Je propose qu'on avance autrement.
Je veux d'abord remercier les auteurs des amendements de permettre ce débat. Je ne suis pas sûr qu'à la faveur d'un débat parlementaire se déroulant à zéro heure quarante du matin, les deux amendements, pour lesquels les auteurs ont évidemment travaillé, exploré, recherché ce qu'ils pensaient être le mieux puissent trouver une réalité. En tout état de cause, je ne comprends pas qu'on puisse nous rétorquer, comme le font la commission et le Gouvernement, qu'il n'y a pas de débat. Il y a un débat, même s'il est encore plus compliqué que tous les autres.
Nous avons tous inscrit en nous, intellectuellement, culturellement, que l'être porté par la mère est l'enfant de cette mère, et nous sommes en train de dire que ce ne sera pas son enfant. Cette idée me heurte, je l'avoue. À partir de là, certains préfèrent qu'on évacue le problème.
Mais il est une chose qui me heurte encore plus, c'est que ce que nous interdisons en France – même si ce n'est pas parce que c'est autorisé à l'extérieur que c'est bien – se pratique à l'étranger, se pratique avec des femmes françaises qui vont à l'étranger se faire rémunérer, se pratique à l'étranger avec des couples français qui utilisent des personnes étrangères pour bénéficier de la gestation pour autrui. Ce n'est pas parce que nous fermerions le débat ici que la pratique n'existerait pas.

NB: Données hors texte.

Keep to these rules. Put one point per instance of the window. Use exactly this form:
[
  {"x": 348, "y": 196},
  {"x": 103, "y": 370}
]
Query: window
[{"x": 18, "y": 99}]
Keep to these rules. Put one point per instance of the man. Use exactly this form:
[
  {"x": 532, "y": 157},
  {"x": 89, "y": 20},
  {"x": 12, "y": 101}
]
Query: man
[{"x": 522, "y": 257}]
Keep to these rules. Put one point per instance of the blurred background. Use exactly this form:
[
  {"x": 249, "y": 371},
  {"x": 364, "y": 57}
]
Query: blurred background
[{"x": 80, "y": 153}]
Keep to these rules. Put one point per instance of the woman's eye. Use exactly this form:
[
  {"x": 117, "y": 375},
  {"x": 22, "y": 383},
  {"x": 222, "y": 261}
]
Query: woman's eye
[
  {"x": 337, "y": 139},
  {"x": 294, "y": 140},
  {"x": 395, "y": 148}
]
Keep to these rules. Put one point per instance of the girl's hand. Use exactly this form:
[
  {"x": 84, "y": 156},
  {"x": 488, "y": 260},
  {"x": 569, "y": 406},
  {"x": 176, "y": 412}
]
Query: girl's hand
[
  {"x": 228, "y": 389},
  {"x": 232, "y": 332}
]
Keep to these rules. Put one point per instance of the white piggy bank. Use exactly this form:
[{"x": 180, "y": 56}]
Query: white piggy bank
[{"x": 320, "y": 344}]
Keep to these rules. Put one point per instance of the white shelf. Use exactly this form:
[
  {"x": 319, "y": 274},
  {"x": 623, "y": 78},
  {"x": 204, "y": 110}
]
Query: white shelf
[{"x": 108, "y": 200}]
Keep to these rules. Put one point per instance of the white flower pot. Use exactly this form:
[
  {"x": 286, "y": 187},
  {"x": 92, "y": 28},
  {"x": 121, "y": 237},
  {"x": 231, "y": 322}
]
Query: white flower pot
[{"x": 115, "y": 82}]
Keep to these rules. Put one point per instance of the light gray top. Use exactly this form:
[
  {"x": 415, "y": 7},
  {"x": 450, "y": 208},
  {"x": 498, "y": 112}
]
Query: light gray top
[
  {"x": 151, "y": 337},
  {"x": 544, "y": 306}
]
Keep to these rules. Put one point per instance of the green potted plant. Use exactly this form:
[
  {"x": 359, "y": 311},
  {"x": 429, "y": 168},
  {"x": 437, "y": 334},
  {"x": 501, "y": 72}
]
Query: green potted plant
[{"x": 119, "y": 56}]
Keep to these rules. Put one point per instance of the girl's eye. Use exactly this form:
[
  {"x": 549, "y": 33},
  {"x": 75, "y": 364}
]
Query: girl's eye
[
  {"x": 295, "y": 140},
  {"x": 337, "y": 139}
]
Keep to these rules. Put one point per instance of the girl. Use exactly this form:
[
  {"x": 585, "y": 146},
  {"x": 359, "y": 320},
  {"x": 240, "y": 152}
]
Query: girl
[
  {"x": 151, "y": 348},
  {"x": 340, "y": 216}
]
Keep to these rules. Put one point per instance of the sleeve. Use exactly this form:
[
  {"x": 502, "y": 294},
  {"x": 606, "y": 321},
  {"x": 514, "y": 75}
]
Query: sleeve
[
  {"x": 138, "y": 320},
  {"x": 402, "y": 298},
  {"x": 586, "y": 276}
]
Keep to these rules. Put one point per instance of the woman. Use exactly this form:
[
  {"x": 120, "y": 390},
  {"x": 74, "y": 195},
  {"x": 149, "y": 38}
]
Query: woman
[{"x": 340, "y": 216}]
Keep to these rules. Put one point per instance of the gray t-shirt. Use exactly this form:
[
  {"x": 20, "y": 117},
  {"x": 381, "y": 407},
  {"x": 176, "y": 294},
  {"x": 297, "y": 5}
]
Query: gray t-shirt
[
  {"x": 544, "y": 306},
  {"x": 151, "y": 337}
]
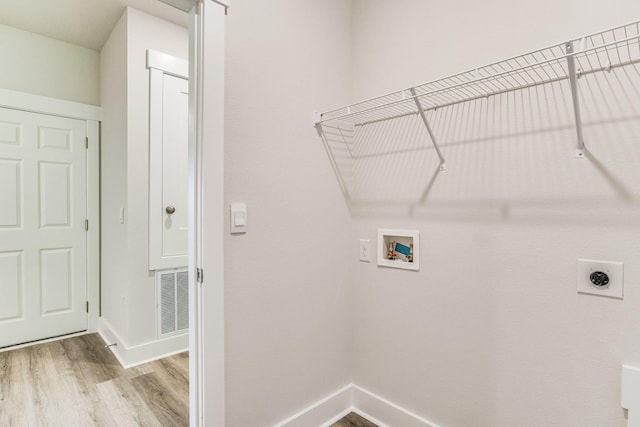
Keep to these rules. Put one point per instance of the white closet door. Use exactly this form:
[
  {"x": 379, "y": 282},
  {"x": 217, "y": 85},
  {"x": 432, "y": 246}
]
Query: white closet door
[
  {"x": 168, "y": 171},
  {"x": 42, "y": 226},
  {"x": 175, "y": 179}
]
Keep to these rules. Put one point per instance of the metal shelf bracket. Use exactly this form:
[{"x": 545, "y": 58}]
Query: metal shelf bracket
[
  {"x": 426, "y": 124},
  {"x": 573, "y": 81}
]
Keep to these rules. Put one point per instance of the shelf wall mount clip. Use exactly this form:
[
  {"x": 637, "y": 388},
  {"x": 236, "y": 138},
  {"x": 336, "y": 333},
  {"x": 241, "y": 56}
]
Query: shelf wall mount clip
[
  {"x": 573, "y": 81},
  {"x": 443, "y": 166}
]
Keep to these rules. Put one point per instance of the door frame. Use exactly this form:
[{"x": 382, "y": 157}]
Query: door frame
[
  {"x": 91, "y": 115},
  {"x": 206, "y": 204}
]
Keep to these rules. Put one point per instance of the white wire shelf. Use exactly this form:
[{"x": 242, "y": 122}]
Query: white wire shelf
[
  {"x": 359, "y": 138},
  {"x": 597, "y": 52}
]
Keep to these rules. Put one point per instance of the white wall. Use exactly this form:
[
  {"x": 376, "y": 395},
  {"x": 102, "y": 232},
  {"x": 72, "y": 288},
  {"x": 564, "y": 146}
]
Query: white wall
[
  {"x": 114, "y": 175},
  {"x": 287, "y": 290},
  {"x": 144, "y": 32},
  {"x": 491, "y": 331},
  {"x": 127, "y": 284},
  {"x": 43, "y": 66}
]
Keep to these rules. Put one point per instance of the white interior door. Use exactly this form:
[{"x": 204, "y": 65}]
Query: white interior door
[
  {"x": 175, "y": 177},
  {"x": 43, "y": 285},
  {"x": 168, "y": 161}
]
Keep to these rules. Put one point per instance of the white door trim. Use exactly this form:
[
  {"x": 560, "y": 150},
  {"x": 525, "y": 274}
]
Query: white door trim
[
  {"x": 206, "y": 225},
  {"x": 91, "y": 114},
  {"x": 206, "y": 204}
]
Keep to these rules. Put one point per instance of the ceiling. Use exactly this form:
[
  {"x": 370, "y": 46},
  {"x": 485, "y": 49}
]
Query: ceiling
[{"x": 85, "y": 23}]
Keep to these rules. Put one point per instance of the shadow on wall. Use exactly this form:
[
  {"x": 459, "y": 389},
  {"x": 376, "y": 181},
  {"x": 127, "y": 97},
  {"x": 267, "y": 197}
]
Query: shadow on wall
[{"x": 510, "y": 157}]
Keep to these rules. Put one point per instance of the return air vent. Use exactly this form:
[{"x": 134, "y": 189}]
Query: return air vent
[{"x": 172, "y": 301}]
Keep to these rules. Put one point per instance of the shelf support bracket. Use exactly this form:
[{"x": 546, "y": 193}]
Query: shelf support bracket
[
  {"x": 426, "y": 124},
  {"x": 573, "y": 80}
]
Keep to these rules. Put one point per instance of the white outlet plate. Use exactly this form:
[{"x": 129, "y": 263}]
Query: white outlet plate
[
  {"x": 615, "y": 271},
  {"x": 365, "y": 250}
]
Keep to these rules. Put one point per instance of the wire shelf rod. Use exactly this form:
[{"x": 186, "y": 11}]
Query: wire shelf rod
[{"x": 431, "y": 135}]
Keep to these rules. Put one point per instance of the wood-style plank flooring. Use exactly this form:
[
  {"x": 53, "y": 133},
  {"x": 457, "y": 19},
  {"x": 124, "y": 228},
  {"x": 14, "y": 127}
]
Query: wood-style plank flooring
[{"x": 78, "y": 382}]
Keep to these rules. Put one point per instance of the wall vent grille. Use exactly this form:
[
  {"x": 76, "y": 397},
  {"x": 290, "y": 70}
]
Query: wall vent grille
[{"x": 172, "y": 301}]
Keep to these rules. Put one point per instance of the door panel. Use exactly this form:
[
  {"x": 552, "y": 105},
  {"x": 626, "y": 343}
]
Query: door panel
[
  {"x": 175, "y": 180},
  {"x": 168, "y": 170},
  {"x": 9, "y": 197},
  {"x": 43, "y": 239},
  {"x": 11, "y": 285},
  {"x": 55, "y": 194}
]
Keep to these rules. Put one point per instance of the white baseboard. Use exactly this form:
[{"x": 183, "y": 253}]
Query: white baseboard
[
  {"x": 130, "y": 356},
  {"x": 353, "y": 398},
  {"x": 317, "y": 414},
  {"x": 380, "y": 411}
]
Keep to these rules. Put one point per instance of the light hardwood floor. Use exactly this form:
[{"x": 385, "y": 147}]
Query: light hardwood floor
[{"x": 78, "y": 382}]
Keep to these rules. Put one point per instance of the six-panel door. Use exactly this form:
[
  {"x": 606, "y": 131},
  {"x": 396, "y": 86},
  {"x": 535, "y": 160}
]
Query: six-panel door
[{"x": 42, "y": 226}]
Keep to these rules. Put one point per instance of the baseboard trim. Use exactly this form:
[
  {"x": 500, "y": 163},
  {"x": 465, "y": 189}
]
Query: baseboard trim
[
  {"x": 325, "y": 409},
  {"x": 130, "y": 356},
  {"x": 353, "y": 398},
  {"x": 384, "y": 412}
]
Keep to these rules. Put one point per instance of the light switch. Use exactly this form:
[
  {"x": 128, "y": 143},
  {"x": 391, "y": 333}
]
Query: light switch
[{"x": 238, "y": 218}]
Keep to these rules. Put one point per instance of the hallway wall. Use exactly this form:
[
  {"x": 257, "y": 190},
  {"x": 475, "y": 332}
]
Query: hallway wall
[
  {"x": 491, "y": 331},
  {"x": 287, "y": 290},
  {"x": 128, "y": 288},
  {"x": 43, "y": 66}
]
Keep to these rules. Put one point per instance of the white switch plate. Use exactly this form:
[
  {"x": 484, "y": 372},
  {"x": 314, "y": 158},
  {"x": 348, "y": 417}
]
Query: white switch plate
[
  {"x": 614, "y": 272},
  {"x": 365, "y": 250},
  {"x": 238, "y": 217}
]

Je veux faire un parallèle, pas une comparaison. Lorsque dans cet hémicycle, il y a de cela bientôt trente-cinq ans, s'est tenu le débat sur l'avortement, l'exact inverse de ce dont nous parlons actuellement, certaines personnes considéraient qu'il était impossible d'en parler et d'autres pensaient que, malheureusement, le débat était de fait dans la société. À l'époque, l'avortement était sûr et pratiqué pour ceux qui avaient les moyens, dangereux et pratiqué cependant pour ceux qui n'avaient pas les moyens.
Trente-cinq ans après, si on ne peut pas considérer qu'il soit idéal que l'avortement existe, si on ne peut pas considérer que ce ne soit pas toujours un traumatisme pour une femme, on peut néanmoins admettre qu'on a trouvé un équilibre qui permet, quand malheureusement cette décision est prise par un couple ou, le plus souvent, par une femme, que cela se fasse dans des conditions sécurisées.
Dans le cas qui nous préoccupe, c'est pire. Non seulement ceux qui ont les moyens peuvent aller le faire à l'étranger, mais des femmes qui recherchent la marchandisation du corps que nous redoutons vont aussi le faire à l'étranger.
Monsieur le président, si je ne peux pas trancher entre ces deux amendements maintenant, je souhaite lancer un appel à la présidence de l'Assemblée nationale ainsi qu'au Gouvernement. Je pense qu'on ne peut pas éliminer le débat, on ne peut pas dire que cette pratique n'existe pas, on ne peut pas laisser des couples aller à l'étranger bénéficier de la gestation pour autrui, on ne peut pas laisser des femmes aller à l'étranger vendre leur capacité à porter un enfant pour d'autres, et il me semble nécessaire que notre assemblée, comme le Sénat, puisse travailler collectivement, à travers une mission par exemple, et puisse étudier les pratiques existantes, les dérives qu'elles entraînent et les dangers pour notre société. En tout état de cause, dire qu'il n'y a pas de débat ne me paraît pas responsable.